Dutch Privacy Awards
The afternoon then ended with the presentation of the Dutch Privacy Awards. These Awards provide a podium for companies and governments that see privacy as an opportunity to distinguish themselves positively and make privacy-friendly business and innovation the norm. The winners of the Dutch Privacy Awards 2019 are... Startpage.com and Privacy Company i.s.m. SURF ! In addition, PublicSpaces received the Encouragement Award.
With Private Search 2.0, Startpage.com offers a place where anyone who experiences profiling and targeting based on online searches as stifling can breathe a little more freely again. Startpage.com's promise is that their users can have Google Search queried without fearing that every search query will be added to a permanent data shadow at Google. Moreover, Startpage.com's search results can be accessed via an anonymising proxy.
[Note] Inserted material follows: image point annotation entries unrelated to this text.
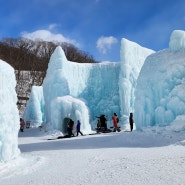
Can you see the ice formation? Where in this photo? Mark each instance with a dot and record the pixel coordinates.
(160, 92)
(9, 115)
(95, 84)
(144, 82)
(132, 58)
(103, 87)
(34, 111)
(67, 107)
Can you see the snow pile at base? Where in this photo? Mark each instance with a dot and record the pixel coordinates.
(34, 110)
(177, 40)
(160, 94)
(132, 59)
(9, 116)
(67, 107)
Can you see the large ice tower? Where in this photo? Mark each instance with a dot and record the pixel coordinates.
(132, 57)
(94, 84)
(150, 84)
(160, 94)
(9, 115)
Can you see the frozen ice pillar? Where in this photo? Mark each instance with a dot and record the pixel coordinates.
(132, 58)
(9, 115)
(160, 91)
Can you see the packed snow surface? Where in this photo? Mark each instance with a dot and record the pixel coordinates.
(154, 156)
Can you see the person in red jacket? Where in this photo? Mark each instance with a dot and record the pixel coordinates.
(115, 123)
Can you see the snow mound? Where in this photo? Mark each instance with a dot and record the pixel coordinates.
(177, 40)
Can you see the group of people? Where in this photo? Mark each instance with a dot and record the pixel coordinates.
(102, 122)
(70, 128)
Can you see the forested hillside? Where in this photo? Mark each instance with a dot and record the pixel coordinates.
(30, 61)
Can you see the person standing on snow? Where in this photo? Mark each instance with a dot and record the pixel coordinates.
(78, 128)
(131, 121)
(22, 125)
(70, 128)
(115, 123)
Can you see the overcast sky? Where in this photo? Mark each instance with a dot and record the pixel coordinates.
(94, 26)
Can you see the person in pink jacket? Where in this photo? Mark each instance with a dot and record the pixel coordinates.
(22, 125)
(115, 122)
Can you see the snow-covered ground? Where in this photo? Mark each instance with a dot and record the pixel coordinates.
(154, 156)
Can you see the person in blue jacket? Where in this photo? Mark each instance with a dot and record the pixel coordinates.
(78, 128)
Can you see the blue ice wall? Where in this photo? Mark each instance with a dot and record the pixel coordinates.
(160, 91)
(96, 84)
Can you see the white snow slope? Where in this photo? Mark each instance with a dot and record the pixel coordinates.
(154, 156)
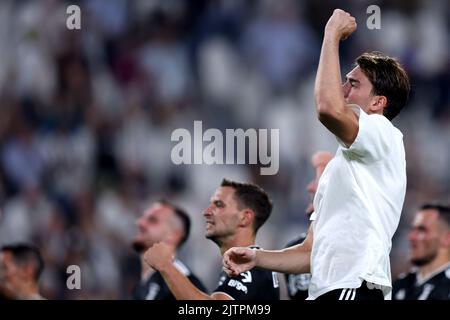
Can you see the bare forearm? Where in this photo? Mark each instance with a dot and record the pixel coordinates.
(292, 260)
(180, 286)
(328, 91)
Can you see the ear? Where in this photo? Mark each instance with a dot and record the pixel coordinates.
(378, 104)
(446, 239)
(247, 217)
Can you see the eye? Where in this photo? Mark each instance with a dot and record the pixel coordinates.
(219, 204)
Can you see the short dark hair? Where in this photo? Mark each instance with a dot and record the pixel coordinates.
(26, 254)
(443, 210)
(388, 78)
(249, 195)
(183, 216)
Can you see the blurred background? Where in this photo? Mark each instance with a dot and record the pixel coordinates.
(87, 116)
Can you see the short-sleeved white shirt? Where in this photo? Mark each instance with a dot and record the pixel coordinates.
(358, 204)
Startpage.com thus fulfils a need for anyone who wants to search for information without subsequently being confronted with targeted ads about it. Think of those looking for information about help with a financial problem, a relationship problem or a health problem. And of course to those who prefer to shield themselves 'by default' from foreign data traders (Silicon Valley cum suis) in the first place. The new Startpage.com website thus offers people an important, and also very user-friendly, way to browse websites without having to constantly worry about unwanted profiling and future confrontation with their search behaviour.
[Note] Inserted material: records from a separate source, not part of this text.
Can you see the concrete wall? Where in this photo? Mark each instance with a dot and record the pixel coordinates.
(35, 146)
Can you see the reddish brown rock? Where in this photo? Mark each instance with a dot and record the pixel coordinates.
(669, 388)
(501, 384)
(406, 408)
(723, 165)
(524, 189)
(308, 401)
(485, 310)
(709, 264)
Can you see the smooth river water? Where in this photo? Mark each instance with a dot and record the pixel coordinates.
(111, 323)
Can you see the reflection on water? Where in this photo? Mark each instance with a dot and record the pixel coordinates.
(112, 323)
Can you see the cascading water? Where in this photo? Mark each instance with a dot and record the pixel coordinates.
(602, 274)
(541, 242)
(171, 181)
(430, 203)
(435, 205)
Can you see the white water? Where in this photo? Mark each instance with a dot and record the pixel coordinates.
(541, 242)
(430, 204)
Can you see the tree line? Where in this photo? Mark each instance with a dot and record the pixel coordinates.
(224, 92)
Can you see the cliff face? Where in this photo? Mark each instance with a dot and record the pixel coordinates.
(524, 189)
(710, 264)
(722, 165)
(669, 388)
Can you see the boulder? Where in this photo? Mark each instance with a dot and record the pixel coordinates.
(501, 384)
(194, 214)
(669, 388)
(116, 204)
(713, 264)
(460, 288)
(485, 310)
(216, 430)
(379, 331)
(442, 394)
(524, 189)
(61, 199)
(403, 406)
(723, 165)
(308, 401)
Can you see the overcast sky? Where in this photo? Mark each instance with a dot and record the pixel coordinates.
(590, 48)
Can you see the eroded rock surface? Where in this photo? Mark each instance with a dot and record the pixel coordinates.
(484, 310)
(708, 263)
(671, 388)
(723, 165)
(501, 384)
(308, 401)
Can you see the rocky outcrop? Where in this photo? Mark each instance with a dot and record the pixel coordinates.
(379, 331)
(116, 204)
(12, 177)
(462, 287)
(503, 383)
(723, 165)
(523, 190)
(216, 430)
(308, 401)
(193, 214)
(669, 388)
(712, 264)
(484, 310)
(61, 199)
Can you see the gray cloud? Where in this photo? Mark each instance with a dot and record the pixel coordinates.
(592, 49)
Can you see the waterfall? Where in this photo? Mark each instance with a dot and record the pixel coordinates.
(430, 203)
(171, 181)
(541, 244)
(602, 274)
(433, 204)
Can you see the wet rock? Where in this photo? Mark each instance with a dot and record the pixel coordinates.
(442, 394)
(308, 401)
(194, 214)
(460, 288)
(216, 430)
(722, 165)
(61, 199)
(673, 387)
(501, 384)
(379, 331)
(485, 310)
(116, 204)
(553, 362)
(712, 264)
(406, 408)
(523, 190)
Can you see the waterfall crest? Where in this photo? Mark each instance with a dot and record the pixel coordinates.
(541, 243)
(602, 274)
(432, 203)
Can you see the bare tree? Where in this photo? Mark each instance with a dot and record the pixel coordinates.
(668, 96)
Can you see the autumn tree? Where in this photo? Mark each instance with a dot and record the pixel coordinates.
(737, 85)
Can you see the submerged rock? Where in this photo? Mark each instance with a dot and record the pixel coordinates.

Winner: Privacy Designer (Privacy Company and SURF)
Privacy Designer is a web app by Privacy Company and SURF for SMEs, associations and NGOs that helps them identify privacy risks. The app is co-funded by the SIDN Fund and can be used free of charge.
The Awards jury was very impressed with this solution. It is convenient to use, innovative, and the social impact is great because we know from research that the target group is often not or moderately aware of the privacy risks they face and how to deal with them properly. Moreover, the fact that all data is stored on one's own device and minimal use of personal data is a plus. In short, this entry has the potential to improve privacy for a large group of people in a very accessible but effective way.
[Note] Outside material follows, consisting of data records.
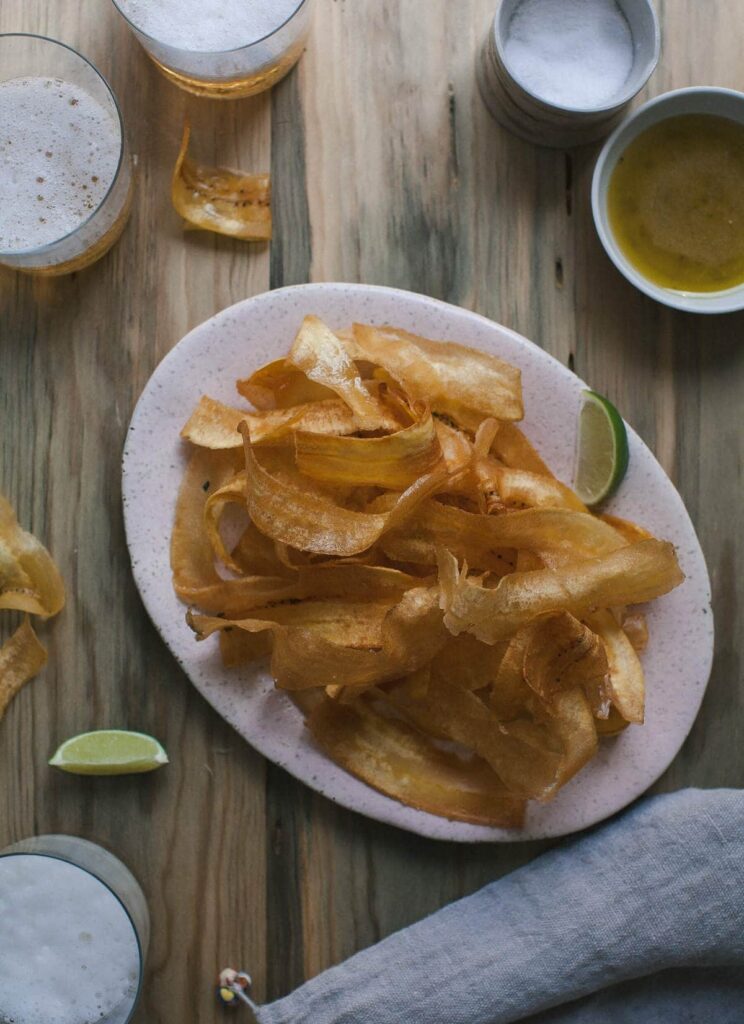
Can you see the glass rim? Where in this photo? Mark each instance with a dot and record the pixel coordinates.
(208, 53)
(66, 860)
(37, 250)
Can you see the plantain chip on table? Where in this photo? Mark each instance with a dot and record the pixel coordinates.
(458, 630)
(220, 199)
(30, 583)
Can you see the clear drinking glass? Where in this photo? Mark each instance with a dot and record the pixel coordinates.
(75, 918)
(66, 173)
(193, 41)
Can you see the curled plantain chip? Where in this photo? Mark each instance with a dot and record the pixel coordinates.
(221, 200)
(628, 576)
(30, 582)
(343, 643)
(324, 358)
(562, 653)
(22, 657)
(397, 760)
(464, 383)
(29, 579)
(287, 511)
(395, 461)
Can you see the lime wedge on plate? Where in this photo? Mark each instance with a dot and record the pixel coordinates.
(602, 453)
(110, 752)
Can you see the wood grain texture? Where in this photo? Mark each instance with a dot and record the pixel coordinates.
(386, 169)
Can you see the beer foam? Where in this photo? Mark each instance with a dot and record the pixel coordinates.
(208, 26)
(59, 151)
(68, 950)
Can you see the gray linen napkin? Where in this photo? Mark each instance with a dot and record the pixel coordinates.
(647, 913)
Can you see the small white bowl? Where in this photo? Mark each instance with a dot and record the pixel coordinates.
(699, 99)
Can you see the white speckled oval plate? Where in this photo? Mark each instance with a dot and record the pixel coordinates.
(251, 333)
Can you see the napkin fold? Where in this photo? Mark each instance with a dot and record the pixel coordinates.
(642, 920)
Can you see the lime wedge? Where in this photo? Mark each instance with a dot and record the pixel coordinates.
(110, 752)
(602, 453)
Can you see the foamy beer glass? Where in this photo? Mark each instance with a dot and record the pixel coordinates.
(74, 934)
(66, 176)
(221, 48)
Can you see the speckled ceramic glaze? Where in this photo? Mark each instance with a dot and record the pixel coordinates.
(251, 333)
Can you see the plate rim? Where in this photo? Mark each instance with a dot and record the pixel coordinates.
(419, 822)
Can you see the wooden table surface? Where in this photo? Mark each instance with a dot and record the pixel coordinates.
(386, 169)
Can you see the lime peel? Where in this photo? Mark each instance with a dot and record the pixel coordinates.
(110, 752)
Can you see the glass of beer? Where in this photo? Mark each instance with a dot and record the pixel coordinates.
(74, 934)
(66, 174)
(224, 49)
All sorts of things happen on the internet that we don't see or notice (search behaviour-based advertising in particular causes us a lot of irritation). Meanwhile, we are becoming increasingly dependent on navigation, cloud storage of our documents and searching for information. It seems that with this, especially a few dominant commercial companies are getting the better of it.
PublicSpaces is a coalition of public broadcasters and cultural institutions that want to turn the internet back into a community of users. They want to work with a number of interested parties to fix the internet by offering a few alternatives in very concrete terms. Especially the inheritance of data across different platforms is a thorn in their side. With open source initiatives, but also the efforts of our previous winner IRMA, they want to contribute to the public value of privacy on the internet. The jury wholeheartedly encourages PublicSpaces' mission!
Click here for the entire jury report (pdf) with participation criteria and explanation of all nominees and winners.
The jury of the 2019 Dutch Privacy Awards consisted of independent privacy experts from various sectors:
- Bart van der Sloot, senior researcher, Tilburg University (jury chairman)
- Bas Filippini, founder and chairman Privacy First
- Paul Korremans, data protection & security professional, Comfort Information Architects (also board member Privacy First)
- Marie-José Bonthuis, owner IT's Privacy
- Esther Janssen, lawyer Information Law and Fundamental Rights, Brandeis office
- Esther Keymolen, technology philosopher, TILT, Tilburg University
- Matthijs Koot, senior security specialist, Secura BV
- Marc van Lieshout, senior researcher TNO and business director PI.lab
- Wendeline Sjouwerman, privacy specialist local government and healthcare.
After the conference, every attendee was given a copy of Jaap-Henk Hoepman's new Blue Book on privacy by design along. Click here for the digital version.
This edition of the National Privacy Conference & Awards was a great success. This calls for a sequel and plans for 2020 are in the works!